The report listed 2,048 accidents, two fatal, and 465 "hit & run."

"Both burglaries and robberies in 2014 and 2015 were reported to be the lowest in past 30 years," the report stated.

"The Police Department worked closely" with the [tax-exempt] county homeless shelter on South River Street "in addressing the concerns of the homeless."

The report was silent on whether HUMC has agreed to provide medical staff who could help police cut down on the large number of trips transporting homeless people from the shelter to the hospital's emergency room -- another story The Record has ignored.

Hackensack news?

Staff Writer Todd South didn't cover the Jan. 26 City Council meeting in Hackensack or the two meetings before that.

South, who has been promoted to the Bergen County government beat from his Hackensack duties, today reports on a regional high school poetry contest (L-1).

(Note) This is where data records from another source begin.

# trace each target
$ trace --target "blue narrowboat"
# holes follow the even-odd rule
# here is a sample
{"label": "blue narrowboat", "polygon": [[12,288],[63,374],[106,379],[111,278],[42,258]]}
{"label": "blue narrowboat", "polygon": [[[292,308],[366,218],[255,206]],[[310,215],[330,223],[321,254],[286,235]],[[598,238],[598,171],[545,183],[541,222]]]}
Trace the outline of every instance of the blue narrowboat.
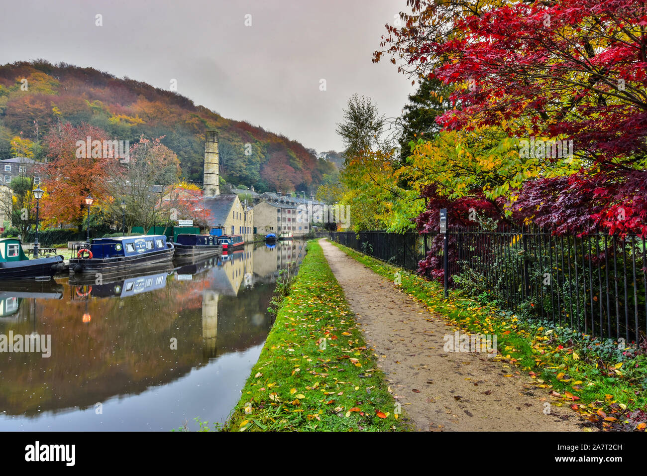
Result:
{"label": "blue narrowboat", "polygon": [[0,279],[26,279],[40,277],[52,277],[63,271],[63,256],[36,258],[30,260],[23,251],[17,238],[0,239]]}
{"label": "blue narrowboat", "polygon": [[217,236],[210,234],[179,234],[173,244],[175,258],[191,258],[196,255],[211,256],[219,255],[223,247]]}
{"label": "blue narrowboat", "polygon": [[69,260],[71,273],[114,272],[138,269],[173,260],[175,247],[163,234],[94,238],[90,249],[80,249]]}

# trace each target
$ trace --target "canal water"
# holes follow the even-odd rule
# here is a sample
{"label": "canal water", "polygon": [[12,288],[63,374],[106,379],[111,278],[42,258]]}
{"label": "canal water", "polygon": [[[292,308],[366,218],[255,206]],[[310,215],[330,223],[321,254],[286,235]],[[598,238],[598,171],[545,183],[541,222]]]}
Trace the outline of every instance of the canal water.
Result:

In today's thin Local section, you'll find municipal news from East Rutherford, Rutherford, Leonia, Waldwick and Rockleigh, but nothing from Hackensack.

A brief on L-3 today must make the 535 residents of Rockleigh feel really safe, and speaks volumes about how North Jersey is poorly served by the home-rule system of local government.

The borough's Fire Department has only two fire engines, so the council "is exploring" an agreement to "borrow" a vehicle in an emergency.

Staff Writer Marc Lightdale doesn't shed any light on whether the vehicle would be another firetruck.

Page 1

Editor Deirdre Sykes and Managing Editor Dan Sforza have been in their new positions for only 10 days, but their front-pages have been uniformly disappointing.

Today's is dominated by politics and sports -- again.

Sykes and Sforza still can't shake their old roles as local assignment editors who did their best to screw readers searching for news of their town.

Does anybody still read Columnist Charles Stile's almost daily assessment of Governor Christie's doomed campaign for the GOP presidential nomination (A-1)?

The CNN Poll of Polls is reporting Christie will be the choice of only 5% of New Hampshire Republican primary voters or seventh in the field of eight -- just above Dr. Ben Carson's 3%.